Passo de Camaragibe
MP pede revisão de licenças e freia novos empreendimentos na Rota Ecológica
Medida foi motivada pela falta de regulamentação do novo Plano Diretor
O Ministério Público de Alagoas (MPAL) recomendou que a Prefeitura de Passo de Camaragibe suspenda temporariamente a emissão de novos alvarás, licenças para construção, aprovações de projetos e certidões de habite-se. A recomendação foi publicada nesta terça-feira, 4, e abrange, principalmente, empreendimentos turísticos, comerciais e imobiliários localizados na Rota Ecológica dos Milagres.
Segundo o MPAL, a medida foi adotada porque o município ainda não regulamentou instrumentos previstos no Plano Diretor Humano e Sustentável, em vigor desde 4 de dezembro de 2025. Entre eles estão o Estudo Prévio de Impacto de Vizinhança (EIV), a Comissão Técnica Interdisciplinar (CTI) e a Cota de Sustentabilidade. O órgão também afirma que não foi comprovada a publicação do decreto que estabelece os critérios para análise e aprovação de projetos e emissão de licenças.

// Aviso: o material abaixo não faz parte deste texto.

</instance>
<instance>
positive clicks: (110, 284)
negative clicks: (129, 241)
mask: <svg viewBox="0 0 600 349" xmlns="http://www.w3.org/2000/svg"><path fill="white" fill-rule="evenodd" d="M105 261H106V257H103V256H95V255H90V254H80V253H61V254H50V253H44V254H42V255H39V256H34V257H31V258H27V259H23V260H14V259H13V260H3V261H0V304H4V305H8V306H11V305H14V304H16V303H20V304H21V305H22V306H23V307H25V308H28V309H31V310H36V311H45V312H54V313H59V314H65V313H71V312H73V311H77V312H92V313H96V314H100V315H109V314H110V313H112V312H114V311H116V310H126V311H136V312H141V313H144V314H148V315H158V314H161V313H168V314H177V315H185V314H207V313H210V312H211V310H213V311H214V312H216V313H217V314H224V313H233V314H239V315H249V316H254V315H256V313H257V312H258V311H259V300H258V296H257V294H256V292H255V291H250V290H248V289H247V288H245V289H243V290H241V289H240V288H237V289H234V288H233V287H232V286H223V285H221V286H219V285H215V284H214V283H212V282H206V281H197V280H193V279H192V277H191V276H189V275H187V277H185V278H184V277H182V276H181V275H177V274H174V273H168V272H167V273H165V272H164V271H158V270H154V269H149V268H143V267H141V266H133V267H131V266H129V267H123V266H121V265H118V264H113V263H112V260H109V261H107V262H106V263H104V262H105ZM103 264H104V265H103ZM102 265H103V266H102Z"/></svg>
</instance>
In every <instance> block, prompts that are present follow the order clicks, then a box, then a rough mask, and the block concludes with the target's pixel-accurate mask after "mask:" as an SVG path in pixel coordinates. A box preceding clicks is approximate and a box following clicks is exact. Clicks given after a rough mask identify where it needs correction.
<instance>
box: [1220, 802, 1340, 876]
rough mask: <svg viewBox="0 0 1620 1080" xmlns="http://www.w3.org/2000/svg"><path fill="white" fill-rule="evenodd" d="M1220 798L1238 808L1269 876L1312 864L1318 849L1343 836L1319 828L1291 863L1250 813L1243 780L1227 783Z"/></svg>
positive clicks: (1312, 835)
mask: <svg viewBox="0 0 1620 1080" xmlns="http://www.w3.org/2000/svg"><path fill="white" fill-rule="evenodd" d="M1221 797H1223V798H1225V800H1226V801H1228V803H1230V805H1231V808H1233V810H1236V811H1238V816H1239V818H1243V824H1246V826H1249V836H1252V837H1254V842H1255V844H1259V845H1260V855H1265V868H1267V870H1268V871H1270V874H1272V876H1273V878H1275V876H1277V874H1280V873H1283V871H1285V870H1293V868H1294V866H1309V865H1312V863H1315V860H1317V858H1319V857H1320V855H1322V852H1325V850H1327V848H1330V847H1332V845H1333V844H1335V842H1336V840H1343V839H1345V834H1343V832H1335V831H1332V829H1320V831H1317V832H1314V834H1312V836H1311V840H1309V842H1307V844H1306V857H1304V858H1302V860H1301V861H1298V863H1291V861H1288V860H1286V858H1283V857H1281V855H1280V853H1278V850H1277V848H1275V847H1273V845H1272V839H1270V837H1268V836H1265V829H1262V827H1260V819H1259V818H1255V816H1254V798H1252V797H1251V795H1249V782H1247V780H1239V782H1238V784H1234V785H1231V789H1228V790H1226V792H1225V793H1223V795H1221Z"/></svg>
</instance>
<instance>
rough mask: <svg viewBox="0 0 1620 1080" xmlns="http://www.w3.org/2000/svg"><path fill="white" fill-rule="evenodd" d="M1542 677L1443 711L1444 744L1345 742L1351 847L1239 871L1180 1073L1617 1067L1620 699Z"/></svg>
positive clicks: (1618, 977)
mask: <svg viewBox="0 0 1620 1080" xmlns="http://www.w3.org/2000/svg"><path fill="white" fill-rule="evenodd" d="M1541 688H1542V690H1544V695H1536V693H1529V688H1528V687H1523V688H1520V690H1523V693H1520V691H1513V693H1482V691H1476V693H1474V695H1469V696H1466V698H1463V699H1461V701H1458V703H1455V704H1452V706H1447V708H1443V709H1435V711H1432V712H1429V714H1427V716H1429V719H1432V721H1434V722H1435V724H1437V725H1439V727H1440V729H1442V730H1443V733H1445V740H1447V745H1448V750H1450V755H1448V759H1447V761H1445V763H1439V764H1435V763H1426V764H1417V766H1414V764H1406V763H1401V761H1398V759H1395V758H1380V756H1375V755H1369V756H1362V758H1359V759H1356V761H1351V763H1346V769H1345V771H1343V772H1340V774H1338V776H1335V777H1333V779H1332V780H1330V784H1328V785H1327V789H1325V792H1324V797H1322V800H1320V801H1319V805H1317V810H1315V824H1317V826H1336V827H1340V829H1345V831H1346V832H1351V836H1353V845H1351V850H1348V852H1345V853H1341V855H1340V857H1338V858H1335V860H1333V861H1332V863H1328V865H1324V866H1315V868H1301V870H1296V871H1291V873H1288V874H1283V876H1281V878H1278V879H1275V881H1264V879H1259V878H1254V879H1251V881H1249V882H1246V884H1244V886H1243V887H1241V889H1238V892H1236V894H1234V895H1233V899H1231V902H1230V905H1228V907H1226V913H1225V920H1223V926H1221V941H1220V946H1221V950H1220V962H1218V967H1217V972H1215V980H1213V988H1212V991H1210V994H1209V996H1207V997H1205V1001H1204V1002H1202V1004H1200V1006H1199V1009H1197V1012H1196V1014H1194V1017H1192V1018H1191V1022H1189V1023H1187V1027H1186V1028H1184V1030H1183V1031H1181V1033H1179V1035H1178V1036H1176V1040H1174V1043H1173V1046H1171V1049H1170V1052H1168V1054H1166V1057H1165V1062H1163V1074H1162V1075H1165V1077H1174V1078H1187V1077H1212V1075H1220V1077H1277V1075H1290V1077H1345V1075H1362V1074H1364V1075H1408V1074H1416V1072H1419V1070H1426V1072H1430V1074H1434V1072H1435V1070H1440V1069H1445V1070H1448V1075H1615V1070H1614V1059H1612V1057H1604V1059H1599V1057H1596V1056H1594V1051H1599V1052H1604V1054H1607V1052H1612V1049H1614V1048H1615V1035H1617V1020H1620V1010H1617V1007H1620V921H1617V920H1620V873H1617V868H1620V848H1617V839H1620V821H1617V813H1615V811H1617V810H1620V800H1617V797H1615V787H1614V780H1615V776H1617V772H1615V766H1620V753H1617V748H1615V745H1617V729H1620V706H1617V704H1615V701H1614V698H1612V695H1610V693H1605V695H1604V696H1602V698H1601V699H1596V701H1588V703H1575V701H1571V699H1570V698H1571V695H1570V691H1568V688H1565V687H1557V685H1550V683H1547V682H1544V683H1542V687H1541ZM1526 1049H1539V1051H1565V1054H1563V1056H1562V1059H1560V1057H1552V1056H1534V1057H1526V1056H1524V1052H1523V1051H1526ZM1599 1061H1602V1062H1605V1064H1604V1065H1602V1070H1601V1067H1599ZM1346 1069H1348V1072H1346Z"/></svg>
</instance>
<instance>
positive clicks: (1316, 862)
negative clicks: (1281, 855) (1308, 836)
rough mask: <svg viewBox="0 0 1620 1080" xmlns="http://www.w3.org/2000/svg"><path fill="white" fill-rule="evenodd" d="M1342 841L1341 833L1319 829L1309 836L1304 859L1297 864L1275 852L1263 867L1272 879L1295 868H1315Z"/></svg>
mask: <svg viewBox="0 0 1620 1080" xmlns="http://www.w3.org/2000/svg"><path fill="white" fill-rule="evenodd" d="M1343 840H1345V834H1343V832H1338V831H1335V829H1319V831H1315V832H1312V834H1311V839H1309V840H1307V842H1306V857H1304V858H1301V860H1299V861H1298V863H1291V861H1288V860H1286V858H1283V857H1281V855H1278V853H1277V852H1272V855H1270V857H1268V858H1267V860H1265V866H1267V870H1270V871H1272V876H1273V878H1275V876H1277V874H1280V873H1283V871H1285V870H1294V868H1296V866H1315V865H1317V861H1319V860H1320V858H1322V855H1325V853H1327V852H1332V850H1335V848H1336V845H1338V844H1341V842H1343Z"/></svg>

A recomendação alcança hotéis, pousadas, resorts, restaurantes, bares, condomínios turísticos, loteamentos e projetos residenciais com área construída superior a 100 metros quadrados. Os processos em andamento poderão continuar recebendo documentos e pareceres técnicos, mas não deverão ter decisões favoráveis até que a regulamentação seja concluída.
O procedimento teve origem em uma representação apresentada pela Associação Empresarial e Turística da Rota Ecológica dos Milagres. A entidade informou ao Ministério Público que a prefeitura continuava analisando projetos e emitindo licenças mesmo sem a regulamentação prevista no Plano Diretor. Para o MPAL, essa situação pode gerar questionamentos sobre a validade das autorizações concedidas.
A recomendação também orienta a prefeitura a abrir, em até dez dias, uma auditoria para revisar todos os alvarás, licenças, aprovações de projetos, autorizações e habite-se emitidos desde a entrada em vigor do novo Plano Diretor. A análise deverá verificar o cumprimento das exigências urbanísticas, ambientais e legais, incluindo a necessidade do Estudo de Impacto de Vizinhança, quando aplicável.
O Ministério Público também determinou que o município encaminhe, em até 30 dias, um projeto de lei à Câmara de Vereadores para regulamentar o Estudo Prévio de Impacto de Vizinhança e publique, em até 20 dias, o decreto que disciplina a Comissão Técnica Interdisciplinar.
De acordo com o MPAL, caso as medidas não sejam cumpridas, poderão ser adotadas providências judiciais, incluindo o ajuizamento de ação civil pública para pedir a suspensão de novas licenças ou de obras específicas, além da apuração de possíveis danos ambientais, urbanísticos, paisagísticos e ao patrimônio público.